By Steven Bartholomew (@StevenBarthol2), Director of Public Affairs, Telefonica Digital
Open data, standards and scale. These were the three key themes that emerged at last week’s Smart Living: Connected devices, utilities and infrastructure Westminster eForum event in London, sponsored by Telefónica Digital. A range of industry executives and policy makers came together to discuss the opportunities to improve society through connected technology, as well as the barriers that we need to overcome if we are to realise the full potential of the digital revolution.
Michael Philpott, consumer practice lead and principal analyst at Ovum, kicked things off with a look at the upcoming opportunities offered by the nationwide rollout of domestic smart meters. He explained that although most homes were now connected – citing broadband connectivity in 83% of British homes today – they weren’t necessarily smarter.
The subsequent panel widened the discussion to look at services for the smart home. Susan Furnell, senior strategy manager for connected home at British Gas, explained how her company was using focused advertising campaigns to raise awareness of its smart meter offering. She explained that BG are looking to create a new product category by emphasising the peace of mind and other ’emotional’ benefits of smart home technology.
Dr Gus Hosein, executive director of Privacy International, elaborated on this, observing that most consumers are unaware of the fact that some smart devices can transmit data on usage behaviour back to the manufacturer. He spoke about the importance of involving consumers in the debate around how to provide privacy safeguards, and argued that companies are often too focused on user concerns rather than consumer rights.
Dr Mike Short from Telefónica spoke about how smart meters are the stepping stone to a range of smart connected services in the home explaining that Telefónica’s research had discovered a far more positive consumer reaction to terms like “smart homes” than “smart meters”. He also highlighted the steps Telefonica is taking to ensure a high level of coverage for the national programme of Smart Meters.
Telefonica’s engineers will drive nearly 250,000 miles across UK measuring coverage in every postcode.
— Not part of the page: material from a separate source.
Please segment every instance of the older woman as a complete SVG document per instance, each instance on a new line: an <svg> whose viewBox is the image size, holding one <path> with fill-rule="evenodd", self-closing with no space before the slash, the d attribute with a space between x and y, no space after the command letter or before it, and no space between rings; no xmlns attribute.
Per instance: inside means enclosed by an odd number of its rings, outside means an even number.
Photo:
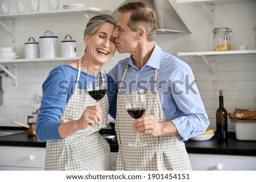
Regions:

This major exercise will generate coverage maps with a level of accuracy that has never been seen before.
A panel discussion on connected cars threw up some interesting points about how connectivity between personal devices and vehicles will evolve over the coming years.
CGI’s Richard Hampshire explained how transport infrastructure is an integral enabler to economic success. He also addressed security concerns raised by the audience by explaining how open data standards can be used to develop secure systems and stimulate competition.
My main take away from the event is the scale of potential change. The smartphone has already transformed how we live, work, and communicate. As smart home technology becomes mainstream it will be a catalyst for a further step change. Homeowners and families will enjoy greater convenience and enhanced peace of mind. And connected living will also help with the transition to more sustainable living. Quite simply, it will enable us to do more with less.